The skyscraper being built outside Dakar by underpaid construction workers is a thick spar tapered to a point, massive and looming over everything around it. The air hangs thick and hazy from the crashing Atlantic, and at night, with the winking light atop it, the tower looks like it is piercing the sky itself, a tooth or talon scratching the low dark blue clouds. During the day, everything is pale, a sky somewhere between dust and mist, the rolling sun-bleached sea the same color as Ada’s light chambray top—the top her boyfriend Souleimane would love to get inside of, but it is its sister blue sea that he will vanish into instead.
Atlantics (Atlantique) is a movie about the impact of labor migration on the communities left behind, told through a love story, told in turn through a ghost story.
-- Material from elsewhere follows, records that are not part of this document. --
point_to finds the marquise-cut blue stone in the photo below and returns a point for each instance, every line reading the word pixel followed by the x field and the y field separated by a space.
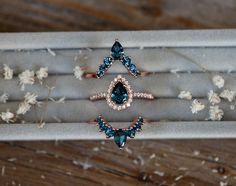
pixel 107 61
pixel 117 51
pixel 120 138
pixel 100 73
pixel 132 68
pixel 102 67
pixel 109 132
pixel 119 94
pixel 130 133
pixel 126 61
It has a hypnotic pace, the cinematography and score and editing artful and cool—at one moment elliptical, the other looking right at you. It reminded me a bit of fellow French filmmaker Claire Denis (Beau Travail, High Life), whom director Mati Diop has worked with as an actress. I also found myself thinking of Ana Lily Amirpour’s A Girl Walks Home Alone At Night, which I feel held its own supernatural elements with a somewhat similar hand.
But Atlantics’ interests are also very much its own. Atlantics has waves, it has fever, and the sun going down. It has a quiet nightclub open to the sea with only women in it, and fires keep starting around town. There is both ambiance and economics here, an inherently modern core and outlook in a fable-like tale of a haunting. It’s mournful, passionate, eerie, vindictive, and dreamy. It’s a mood, and I was in it.